For the second time in less than a year, authorities are investigating suspicious packages that were apparently sent to election officials across the country. The threatening mailings were received or intercepted in at least 16 states. Some of the mailings contained what was described as an “unknown substance,” the FBI and United States Postal Service said in a statement Tuesday. Some, as ABC News reported, were signed by the “United States Traitor Elimination Army.”
The National Association of Secretaries of State issued a statement Tuesday condemning the intimidation tactic and describing it as part of a “disturbing trend.” “This must stop,” the statement read. “Our democracy has no place for political violence, threats, or intimidation of any kind.”
The latest round of suspicious mailings comes months after envelopes containing fentanyl and other substances were sent to election offices in at least five states last fall and underscores the threats facing election workers this cycle and the perilous political climate in the US right now as we head into November.

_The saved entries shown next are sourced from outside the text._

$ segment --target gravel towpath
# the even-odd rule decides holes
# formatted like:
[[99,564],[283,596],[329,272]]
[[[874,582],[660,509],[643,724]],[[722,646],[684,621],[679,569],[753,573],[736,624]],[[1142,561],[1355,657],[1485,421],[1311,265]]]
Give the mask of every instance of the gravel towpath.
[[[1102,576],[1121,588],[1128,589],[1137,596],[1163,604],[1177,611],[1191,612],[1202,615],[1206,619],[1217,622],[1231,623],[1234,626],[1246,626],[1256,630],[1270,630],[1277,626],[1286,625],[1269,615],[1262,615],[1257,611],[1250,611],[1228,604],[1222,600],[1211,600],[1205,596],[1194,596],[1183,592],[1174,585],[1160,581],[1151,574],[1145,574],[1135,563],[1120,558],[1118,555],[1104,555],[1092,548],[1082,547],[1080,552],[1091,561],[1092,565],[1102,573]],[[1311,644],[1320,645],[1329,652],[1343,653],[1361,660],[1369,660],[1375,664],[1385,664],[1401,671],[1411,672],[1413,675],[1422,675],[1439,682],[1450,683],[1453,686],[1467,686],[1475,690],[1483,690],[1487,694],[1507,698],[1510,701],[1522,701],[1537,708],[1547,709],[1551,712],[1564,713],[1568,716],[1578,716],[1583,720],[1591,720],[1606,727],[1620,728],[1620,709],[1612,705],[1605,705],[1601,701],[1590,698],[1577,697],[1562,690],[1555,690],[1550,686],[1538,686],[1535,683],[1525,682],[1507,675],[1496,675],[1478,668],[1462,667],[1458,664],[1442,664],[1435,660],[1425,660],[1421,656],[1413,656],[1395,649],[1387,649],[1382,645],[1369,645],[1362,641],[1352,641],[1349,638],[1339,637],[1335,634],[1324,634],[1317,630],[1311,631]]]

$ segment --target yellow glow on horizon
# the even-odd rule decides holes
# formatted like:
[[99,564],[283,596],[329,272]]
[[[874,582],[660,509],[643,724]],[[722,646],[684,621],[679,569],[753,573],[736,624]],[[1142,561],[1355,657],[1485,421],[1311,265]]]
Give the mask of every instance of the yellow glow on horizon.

As I reported earlier this year, large numbers of election workers and officials say they’ve experienced threats and harassment in their jobs, driven by Donald Trump’s unrelenting lies about the integrity of the democratic process. It feels like “you’re the bull’s-eye,” one election administrator told me. But the threats to election workers—which began in 2020 and have only continued to grow through the 2022 midterms and into 2024—are only part of the chaos surrounding the 2024 presidential election, a cycle that has now featured two apparent assassination attempts against the Republican nominee.
The former president, his running mate JD Vance, and other Republicans have cynically tried to blame Democrats for the thwarted attempts on Trump’s life. “Their rhetoric is causing me to be shot at,” Trump said Monday. But, of course, Trump and his allies have been the ones turning up the temperature, not mainstream Democrats, who have repeatedly condemned political violence. Trump and Vance spent days amplifying racist lies about Haitian immigrants in Ohio, leading to bomb threats in Springfield and a hate campaign against Haitians more broadly. The former president has also ramped up his authoritarian rhetoric, vowing to cast “vermin” from the country, calling to jail political foes, and continuing to sow doubts in the election system. “We cannot let our Country further devolve into a Third World Nation, AND WE WON’T,” Trump posted Tuesday, saying he would be “watching the Sanctity of the 2024 Presidential Election very closely.”
With those kinds of attacks on the election process, Trump is again laying the groundwork to contest the results should he lose. His effort to overturn his loss to Joe Biden failed in 2020. But Democrats are concerned about what another round of election subversion could bring this cycle, especially if Mike Johnson—who helped lead Capitol Hill Republicans’ objection to Biden’s victory—retains his speakership in November and is in a position to potentially interfere with the congressional certification of the presential election in January, if, say Kamala Harris wins. “It would be silly to ignore the history here,” Democratic Representative Joe Morelle told Politico on Tuesday.
Election experts and officials emphasize that the system remains secure, withstood Trump’s stress test in 2020, and will do so again. Still, the democratic process this fall will play out against a uniquely tumultuous backdrop—one in which turmoil, polarization, and the specter of political violence loom large. “The United States has an undercurrent of political violence,” University of Virginia’s Barbara Perry told the Washington Post Tuesday. “I think this undercurrent has now become the current. Right now, it’s at the surface, and it’s rushing along. We’re in a white-water rapids.”